Kedua, secara kategori, seseorang dengan disabilitas bukan hanya karena kondisi fisik atau mental yang mereka miliki, tetapi juga karena struktur sosial yang membatasi mereka untuk berpartisipasi penuh dalam kehidupan bermasyarakat.
Bagi penyandangnya, diskriminasi berbasis prasangka terhadap disabilitas, atau yang dikenal dengan ableisme, menjadi kenyataan yang terus-menerus dihadapi.
Prasangka ini, baik yang berakar pada budaya maupun sistem, membuat mereka dipandang sebagai kelompok “lain” yang asing dan rentan diskriminasi.

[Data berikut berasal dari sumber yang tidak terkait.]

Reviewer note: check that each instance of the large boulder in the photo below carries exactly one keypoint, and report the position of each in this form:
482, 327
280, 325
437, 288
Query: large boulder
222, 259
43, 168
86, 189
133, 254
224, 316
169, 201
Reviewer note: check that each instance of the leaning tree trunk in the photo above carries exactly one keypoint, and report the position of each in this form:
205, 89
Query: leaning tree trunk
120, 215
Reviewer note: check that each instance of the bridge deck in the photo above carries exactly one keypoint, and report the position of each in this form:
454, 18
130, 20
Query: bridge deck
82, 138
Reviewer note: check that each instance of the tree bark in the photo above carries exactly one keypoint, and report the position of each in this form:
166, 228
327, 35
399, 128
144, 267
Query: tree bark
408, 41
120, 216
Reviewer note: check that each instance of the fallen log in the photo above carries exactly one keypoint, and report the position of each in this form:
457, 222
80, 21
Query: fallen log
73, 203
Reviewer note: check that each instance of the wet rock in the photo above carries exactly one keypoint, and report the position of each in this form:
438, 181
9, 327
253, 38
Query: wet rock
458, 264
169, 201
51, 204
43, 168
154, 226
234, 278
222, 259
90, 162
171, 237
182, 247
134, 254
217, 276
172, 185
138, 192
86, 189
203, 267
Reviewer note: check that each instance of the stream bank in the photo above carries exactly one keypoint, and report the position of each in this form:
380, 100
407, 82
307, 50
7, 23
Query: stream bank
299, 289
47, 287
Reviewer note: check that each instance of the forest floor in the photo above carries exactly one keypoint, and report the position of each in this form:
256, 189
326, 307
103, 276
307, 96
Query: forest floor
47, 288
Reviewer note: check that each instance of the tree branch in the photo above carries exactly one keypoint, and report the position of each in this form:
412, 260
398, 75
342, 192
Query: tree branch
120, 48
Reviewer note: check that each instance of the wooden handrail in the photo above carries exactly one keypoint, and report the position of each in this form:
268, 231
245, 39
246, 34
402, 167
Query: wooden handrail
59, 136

Pemenuhan hak-hak dasar, seperti pendidikan, sering kali terabaikan. Hampir 30 persen anak dengan disabilitas tidak memiliki akses ke pendidikan.
Bahkan bagi mereka yang berhasil mengaksesnya, fasilitas yang tersedia sering kali jauh dari memadai.
Isu ini menjadi semakin rumit bagi individu dengan disabilitas tak kasatmata. ADHD dan gangguan spektrum autisme, misalnya, secara langsung memengaruhi cara seseorang berinteraksi dan belajar, meski tidak terlihat secara fisik.
Karena sering diabaikan, mereka kerap tidak memiliki akses ke sumber daya yang memungkinkan partisipasi yang setara.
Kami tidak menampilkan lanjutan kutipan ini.